Could exercise be a “magic bullet” for health?   It's certainly true that regular exercise helps prevent major diseases like cancer and diabetes; exercise can boost your mood, increase energy, and battle depression; exercise can also help weight loss.  A tough workout can also leave you feeling sore, tired, and ready to hang-up your workout gear for good.

Don’t love high intensity workouts? Here's some some good news:

"According to a recent study, women who participated in more moderate intensity workout sessions were happier, more energized, less anxious, and more likely to stick with their exercise program."
 
Moderate-intensity exercisers also reported increased levels of self-efficacy. Self-efficacy is the belief that you have the knowledge and ability to achieve a certain goal and is a key to weight loss. One study found that improved self-efficacy during the course of a weight loss program increased the amount of weight participants lost - a double bonus!
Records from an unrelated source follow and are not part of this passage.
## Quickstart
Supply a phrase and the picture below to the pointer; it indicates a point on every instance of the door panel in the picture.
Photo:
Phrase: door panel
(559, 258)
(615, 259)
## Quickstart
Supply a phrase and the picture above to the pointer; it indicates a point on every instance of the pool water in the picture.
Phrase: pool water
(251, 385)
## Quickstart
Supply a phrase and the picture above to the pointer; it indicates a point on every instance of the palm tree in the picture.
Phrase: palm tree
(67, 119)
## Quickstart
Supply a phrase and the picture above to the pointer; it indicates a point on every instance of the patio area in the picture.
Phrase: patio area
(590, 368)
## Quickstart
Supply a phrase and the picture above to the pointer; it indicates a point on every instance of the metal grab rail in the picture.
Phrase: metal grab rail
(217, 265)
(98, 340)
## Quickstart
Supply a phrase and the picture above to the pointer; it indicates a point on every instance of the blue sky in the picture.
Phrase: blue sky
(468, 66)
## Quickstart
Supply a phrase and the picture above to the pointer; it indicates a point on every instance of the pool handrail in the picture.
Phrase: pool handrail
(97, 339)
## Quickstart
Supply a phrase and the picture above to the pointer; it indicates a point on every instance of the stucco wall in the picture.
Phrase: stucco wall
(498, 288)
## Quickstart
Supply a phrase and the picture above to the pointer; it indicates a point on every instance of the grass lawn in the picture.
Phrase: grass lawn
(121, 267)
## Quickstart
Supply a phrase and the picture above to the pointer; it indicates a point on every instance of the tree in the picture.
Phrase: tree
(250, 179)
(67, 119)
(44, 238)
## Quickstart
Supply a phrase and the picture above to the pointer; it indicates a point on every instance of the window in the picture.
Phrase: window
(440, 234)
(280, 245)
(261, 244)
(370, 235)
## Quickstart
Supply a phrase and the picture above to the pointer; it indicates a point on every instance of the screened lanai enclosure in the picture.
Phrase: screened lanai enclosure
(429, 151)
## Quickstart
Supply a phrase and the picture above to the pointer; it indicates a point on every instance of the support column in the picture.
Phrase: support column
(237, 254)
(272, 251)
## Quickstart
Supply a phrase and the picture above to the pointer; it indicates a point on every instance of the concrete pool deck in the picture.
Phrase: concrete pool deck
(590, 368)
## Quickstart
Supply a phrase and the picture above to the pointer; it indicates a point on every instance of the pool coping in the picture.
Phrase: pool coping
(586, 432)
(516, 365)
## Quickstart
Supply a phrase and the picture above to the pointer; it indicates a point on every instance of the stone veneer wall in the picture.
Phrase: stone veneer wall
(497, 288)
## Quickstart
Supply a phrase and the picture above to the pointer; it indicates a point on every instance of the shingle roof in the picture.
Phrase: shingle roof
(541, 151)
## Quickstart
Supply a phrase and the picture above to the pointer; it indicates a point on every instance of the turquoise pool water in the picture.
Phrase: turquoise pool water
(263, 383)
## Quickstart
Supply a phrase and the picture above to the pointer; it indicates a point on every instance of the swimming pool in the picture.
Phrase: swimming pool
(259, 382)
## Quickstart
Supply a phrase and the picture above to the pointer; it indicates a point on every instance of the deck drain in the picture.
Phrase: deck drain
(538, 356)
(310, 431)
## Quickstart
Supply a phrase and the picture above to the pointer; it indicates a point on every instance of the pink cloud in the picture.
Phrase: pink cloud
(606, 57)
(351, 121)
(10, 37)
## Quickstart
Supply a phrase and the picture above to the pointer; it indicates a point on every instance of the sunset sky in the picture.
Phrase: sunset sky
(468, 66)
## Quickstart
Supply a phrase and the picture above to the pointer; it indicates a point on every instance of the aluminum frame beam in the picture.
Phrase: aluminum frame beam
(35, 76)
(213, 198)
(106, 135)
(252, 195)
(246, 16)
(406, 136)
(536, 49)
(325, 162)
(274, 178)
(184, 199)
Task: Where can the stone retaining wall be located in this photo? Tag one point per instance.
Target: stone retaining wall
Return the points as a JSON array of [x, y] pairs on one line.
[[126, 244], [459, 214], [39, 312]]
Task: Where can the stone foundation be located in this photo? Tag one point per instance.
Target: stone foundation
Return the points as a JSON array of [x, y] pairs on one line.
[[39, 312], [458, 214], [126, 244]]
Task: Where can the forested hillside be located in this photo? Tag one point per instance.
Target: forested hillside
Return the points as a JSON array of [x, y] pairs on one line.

So, what exactly is moderate intensity?   Well, one of the easiest and most effective ways to gauge the intensity of your workout is using a rate of perceived exertion (RPE) scale. RPE scales involve assessing how hard you feel you are working. There are several scales out there but most people chose a 0-10 scale:
  • 0 = sitting on a couch, totally relaxed
  • 1 = very weak, very little effort
  • 2 = weak, little effort
  • 3 = moderate effort
  • 4 = somewhat strong
  • 5 = strong, challenging
  • 6 = a little more challenging
  • 7 = very strong, very challenging
  • 8 = very, very hard
  • 9 = extremely difficult
  • 10 = hardest exercise you can imagine
Most people will be most comfortable exercising between 3-5 on the scale. Staying in the moderate intensity range may help you feel better after your workout and more likely to stick with your exercise program.